De linéaire, la fabrique de la ville devient ainsi circulaire, en engageant des cycles de transformation de l’existant pour éviter toute nouvelle consommation de sols. Explorons les trois boucles de l’urbanisme circulaire :

1. Intensifier les usages de la ville. Comment mieux valoriser l’existant sans le transformer ? L’identification des espaces sous-utilisés de la ville et de nouveaux modes d’organisation peuvent permettre de répondre à de nouveaux besoins sans construire : un restaurant universitaire peut muter quotidiennement en espace de coworking, l’urbanisme transitoire permet de redonner un usage à des bâtiments vides...

2. Transformer les bâtiments existants. Peut-on redonner un usage à un bâtiment délaissé pour éviter friches et déconstruction ? Tirer les enseignements de prototypes d’espaces publics qui permettent à la ville de muter, de projets de changement d’usage, de transformations radicales voire même d’extension sur les toits doit permettre à la fois de généraliser ces projets qui restent des exceptions, et de construire aujourd’hui un neuf évolutif.

3. Recycler les espaces urbains. Mais il faut parfois revenir au sol pour rebâtir la ville sur son emprise. Comment habiter les interstices délaissés de la ville ? Comment rendre heureuse la ville dense ? Comment penser au mieux ces étapes de déconstruction et limiter leurs impacts ? La ville existante pourrait servir plus souvent de matière première à la ville de demain, mais il faudra parfois acter la fin de la ville et redonner aux sols d’autres usages.

Chacune de ces boucles doit permettre à la ville flexible de se reconstruire en permanence sur elle-même, épargnant sols, énergie et matériaux. Dans ce processus, les sols sous-utilisés et les friches apparaissent comme les symptômes d’un blocage du cycle vertueux de l’urbanisme circulaire. Et plus le cycle est court, plus l’opération est simple, les ressources mobilisées réduites et les impacts environnementaux limités.

Passer à l’échelle

Rendons-nous à l’évidence : il n’y a rien de neuf ici. La France, l’Europe regorgent de pionniers courageux, de prototypes vertueux et de démonstrateurs ambitieux. (Presque) rien n’est à inventer, et pourtant tout reste à faire, car l’exceptionnel doit devenir la norme. Il nous faut maintenant provoquer la prise de conscience des acteurs de la ville, mais aussi lever les verrous et accompagner la transition des organisations vers l’urbanisme circulaire.
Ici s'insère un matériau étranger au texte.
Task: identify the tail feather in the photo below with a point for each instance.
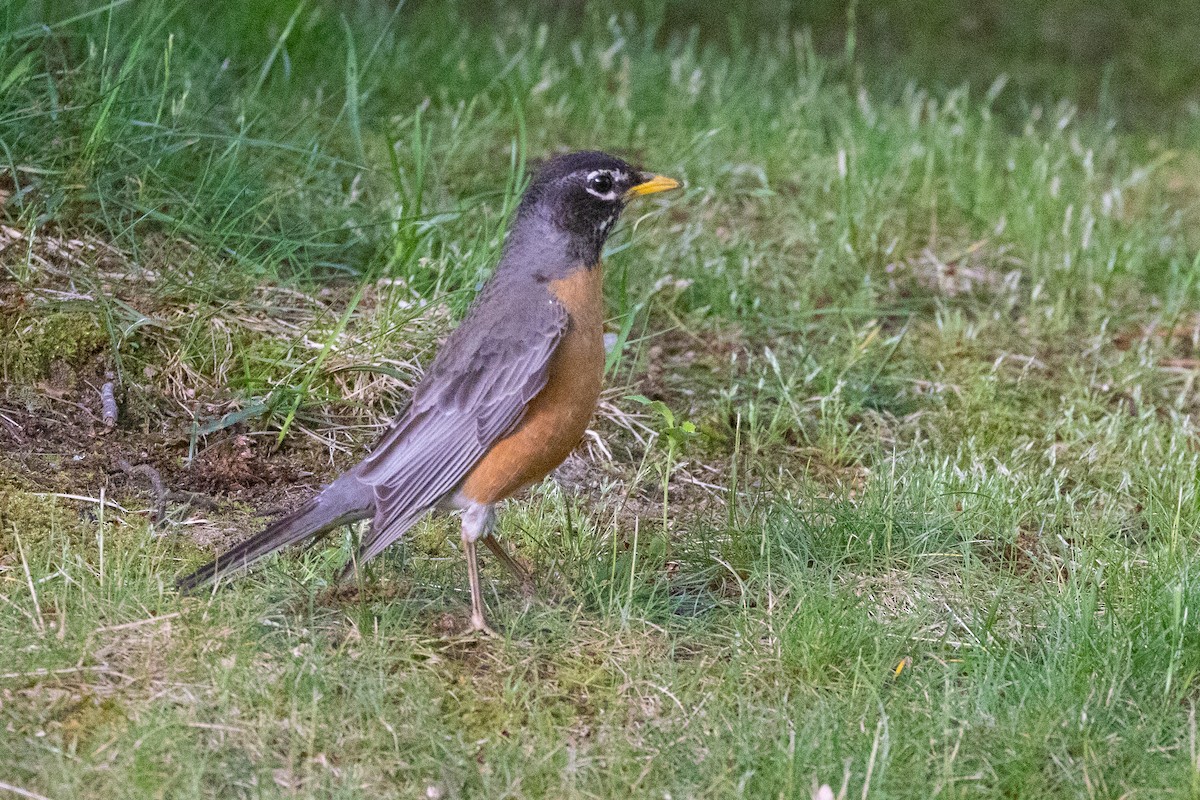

Ce sont bien les processus de fabrication de la ville qui doivent être déconstruits pour être rebâtis dans le bon sens. Penser tous les temps de la ville, même les plus courts, et reconstituer strates par strates des processus alignant les acteurs vers la (re)construction d’une ville frugale en sols, matériaux et énergies.

Cette ville sera plus résiliente, capable de s’adapter aux changements climatiques en cours, mais aussi de prendre plus souplement le virage de changements de pratiques ou d’innovations technologiques.
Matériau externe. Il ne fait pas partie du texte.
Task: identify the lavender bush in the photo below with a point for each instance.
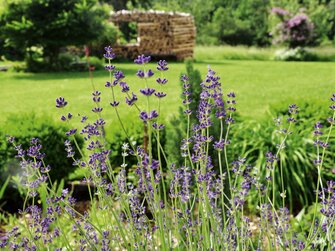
(173, 207)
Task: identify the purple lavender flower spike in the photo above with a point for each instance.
(160, 94)
(71, 132)
(108, 84)
(184, 78)
(161, 81)
(140, 74)
(147, 91)
(144, 116)
(333, 98)
(124, 86)
(153, 114)
(119, 75)
(109, 54)
(149, 73)
(109, 67)
(142, 59)
(114, 104)
(60, 102)
(83, 119)
(132, 100)
(97, 109)
(162, 65)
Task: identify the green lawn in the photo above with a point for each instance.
(258, 84)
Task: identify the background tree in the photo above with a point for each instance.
(51, 24)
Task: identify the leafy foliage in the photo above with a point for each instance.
(52, 136)
(50, 25)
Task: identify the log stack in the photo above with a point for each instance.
(159, 33)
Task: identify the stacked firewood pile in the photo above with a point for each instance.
(159, 33)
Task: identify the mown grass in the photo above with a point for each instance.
(258, 84)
Une ville pour tous : pour toutes les bourses, les communautés, les âges… Car au-delà des principes désirables d’une inclusion sociale, la constitution de quelques espaces urbains vertueux n’a aucun sens si les fragmentations spatiales et territoriales et finalement sociales, s’accentuent.
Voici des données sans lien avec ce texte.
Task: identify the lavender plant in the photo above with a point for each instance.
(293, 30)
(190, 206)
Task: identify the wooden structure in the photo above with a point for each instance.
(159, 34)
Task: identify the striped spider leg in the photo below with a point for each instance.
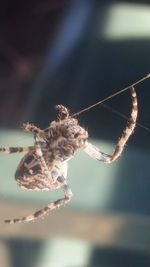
(44, 165)
(95, 153)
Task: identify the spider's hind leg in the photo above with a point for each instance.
(11, 150)
(51, 206)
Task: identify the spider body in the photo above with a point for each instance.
(44, 166)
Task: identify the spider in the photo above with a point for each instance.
(44, 166)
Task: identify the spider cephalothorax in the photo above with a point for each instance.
(44, 166)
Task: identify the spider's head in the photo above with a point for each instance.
(63, 112)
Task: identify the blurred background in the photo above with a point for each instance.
(76, 53)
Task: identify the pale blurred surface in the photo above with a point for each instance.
(76, 53)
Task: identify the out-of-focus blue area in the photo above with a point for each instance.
(76, 53)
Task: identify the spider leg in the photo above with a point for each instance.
(95, 153)
(16, 149)
(40, 158)
(51, 206)
(34, 130)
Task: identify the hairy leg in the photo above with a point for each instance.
(51, 206)
(95, 153)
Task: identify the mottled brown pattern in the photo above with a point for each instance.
(44, 166)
Pour ne pas manquer nos prochains articles sur le sujet, inscrivez-vous à notre newsletter mensuelle.

Ce sont non seulement les pratiques, mais aussi les imaginaires qu’il faudra convertir. Non pas un nouveau storytelling qui chercherait à tisser l’image douce d’une ville rêvée, mais des histoires vraies. Les récits du réel de celles et ceux qui se sont engagés dans la transition, leurs paroles propres, un retour sincère sur leurs expériences. Des récits qui ne gomment ni les doutes, ni les difficultés ni les échecs, mais qui montrent que le changement est possible et souhaitable.

Et qui nous montrent à tous combien elle est belle, cette ville qui a appris à se transformer.